How could we manage diacritics and map string on a specific field.
For example in a text field I would like to replace characters based on a specific mapping
ISO Latin1 decimal code ISO Latin 1 character ASCII map character Description
192 À a Capital A, grave accent
193 Á a Capital A, acute accent
194 Â a Capital A, circumflex accent
195 Ã a Capital A, tilde
196 Ä a Capital A, dieresis or umlaut mark
197 Å a Capital A, ring
198 Æ a Capital AE diphthong
199 Ç c Capital C, cedilla
200 È e Capital E, grave accent
201 É e Capital E, acute accent
202 Ê e Capital E, circumflex accent
203 Ë e Capital E, dieresis or umlaut mark
204 Ì i Capital I, grave accent
205 Í i Capital I, acute accent
…

A table of classical diacritical character mapping can be found here
https://docs.oracle.com/cd/E29584_01/webhelp/mdex_basicDev/src/rbdv_chars_mapping.html

Nested replace() is quite hard to manage if we have files with many different languages
We may need to replace one character with several, i.e. œuf => oeuf

Regards

dgudkov · October 10, 2017, 1:42pm

At this point I can only think of splitting all the words using the “Split fixed width text” transformation into 15-20 (to accommodate for the longest word) single-character columns, then Lookup with a lookup table for every column (ugly, I know), then concatenate everything back.

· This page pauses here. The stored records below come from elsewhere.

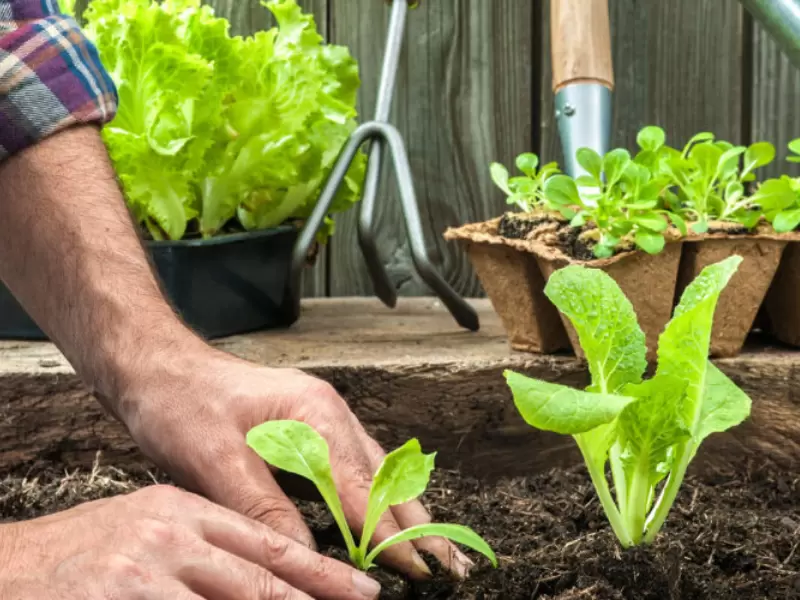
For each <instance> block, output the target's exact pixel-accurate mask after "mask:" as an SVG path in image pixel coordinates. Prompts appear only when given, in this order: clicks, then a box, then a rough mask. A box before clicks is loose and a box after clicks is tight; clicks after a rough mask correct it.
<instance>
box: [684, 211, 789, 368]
mask: <svg viewBox="0 0 800 600" xmlns="http://www.w3.org/2000/svg"><path fill="white" fill-rule="evenodd" d="M763 235H764V236H765V237H761V236H760V235H759V233H758V231H756V233H755V235H748V230H747V229H745V228H744V227H742V226H741V225H738V224H736V223H711V224H710V227H709V230H708V233H705V234H702V235H697V236H693V237H696V238H697V239H688V240H686V241H685V242H684V244H683V253H682V256H681V264H680V269H679V271H678V285H677V288H676V292H675V302H676V303H677V302H678V301H679V300H680V296H681V294H683V291H684V290H685V289H686V286H688V285H689V284H690V283H691V282H692V281H693V280H694V278H695V277H697V276H698V275H699V274H700V271H702V270H703V269H704V268H705V267H707V266H708V265H710V264H713V263H716V262H719V261H721V260H723V259H725V258H727V257H729V256H732V255H734V254H738V255H739V256H741V257H742V258H743V260H742V264H741V265H740V266H739V269H738V270H737V271H736V273H735V274H734V275H733V277H732V278H731V281H730V283H729V284H728V286H727V287H726V288H725V289H724V290H723V291H722V294H721V295H720V298H719V301H718V303H717V308H716V309H715V311H714V326H713V329H712V332H711V347H710V355H711V356H712V357H719V358H724V357H731V356H736V355H738V354H739V352H741V350H742V346H743V345H744V342H745V340H746V339H747V335H748V334H749V333H750V331H751V330H752V329H753V326H754V322H755V320H756V315H757V314H758V310H759V307H760V306H761V305H762V303H763V301H764V298H765V296H766V295H767V291H768V290H769V288H770V284H771V283H772V280H773V277H774V276H775V272H776V271H777V269H778V265H779V264H780V262H781V256H782V255H783V252H784V249H785V248H786V245H787V242H788V241H787V240H786V239H776V238H775V234H770V233H763Z"/></svg>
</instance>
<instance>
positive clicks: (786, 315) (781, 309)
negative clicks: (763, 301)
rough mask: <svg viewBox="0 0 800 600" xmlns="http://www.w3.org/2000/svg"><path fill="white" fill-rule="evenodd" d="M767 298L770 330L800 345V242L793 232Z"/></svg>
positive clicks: (783, 337) (782, 336) (771, 333)
mask: <svg viewBox="0 0 800 600" xmlns="http://www.w3.org/2000/svg"><path fill="white" fill-rule="evenodd" d="M792 235H793V237H792V240H791V241H789V242H788V245H787V247H786V250H785V251H784V253H783V256H782V257H781V263H780V265H779V266H778V270H777V271H776V272H775V277H774V278H773V280H772V285H771V286H770V288H769V291H768V292H767V298H766V300H765V301H764V309H765V312H766V316H767V317H766V321H767V327H766V328H767V329H768V331H769V333H770V334H771V335H772V336H773V337H775V338H776V339H778V340H779V341H781V342H783V343H785V344H790V345H792V346H800V243H798V242H797V241H795V240H796V239H797V236H798V234H796V233H795V234H792Z"/></svg>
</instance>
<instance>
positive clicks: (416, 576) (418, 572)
mask: <svg viewBox="0 0 800 600" xmlns="http://www.w3.org/2000/svg"><path fill="white" fill-rule="evenodd" d="M411 564H412V567H413V568H412V573H411V575H412V576H415V577H418V578H421V579H427V578H428V577H431V576H432V575H433V574H432V573H431V570H430V569H429V568H428V565H427V564H426V563H425V561H424V560H422V557H421V556H420V555H419V554H418V553H417V552H412V553H411Z"/></svg>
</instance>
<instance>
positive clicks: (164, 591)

Note taken on a special-purpose transformation for this.

cvo · October 10, 2017, 2:14pm

With maybe the mapping sets stored in a repository like the connectors
Mapping 1: scandinavian
Mapping 2: Eastern europ
Mapping 3:…
This way all the projects would have the same mapping.
I didn’t see this feature in any data wrangling tool but it’s a must have in sentiment/survey analysis.

Regards

cvo · April 8, 2021, 10:55am

Now available in the 4.7 version.
A rare feature that makes the difference with competitors.

Thank you

dgudkov · April 8, 2021, 11:08am

Thank you, Christophe. Does the “Replace with lookup” action work as expected?

cvo · April 9, 2021, 8:46am

As usual, perfect…

Just cleaned an name list of 42000 employees in a few seconds.
attached a useful list for diacritic mapping
diacritic.dset (7.5 KB)

reynsnivea · November 9, 2021, 7:10am

Very nice and useful dataset !
@dgudkov : I noticed that some programming languages have some sort of function that makes the “diacritic” characters into a normal one. Maybe that could be added in EasyMorph as well ?

cvo · November 9, 2021, 11:15am

Here is a project to inject the dataset into the shared memory repository and to get the list back.

Regards

diacritic shared mem.morph (9.3 KB)

reynsnivea · November 9, 2021, 12:05pm

good idea, but we need to upgrade first to that version :).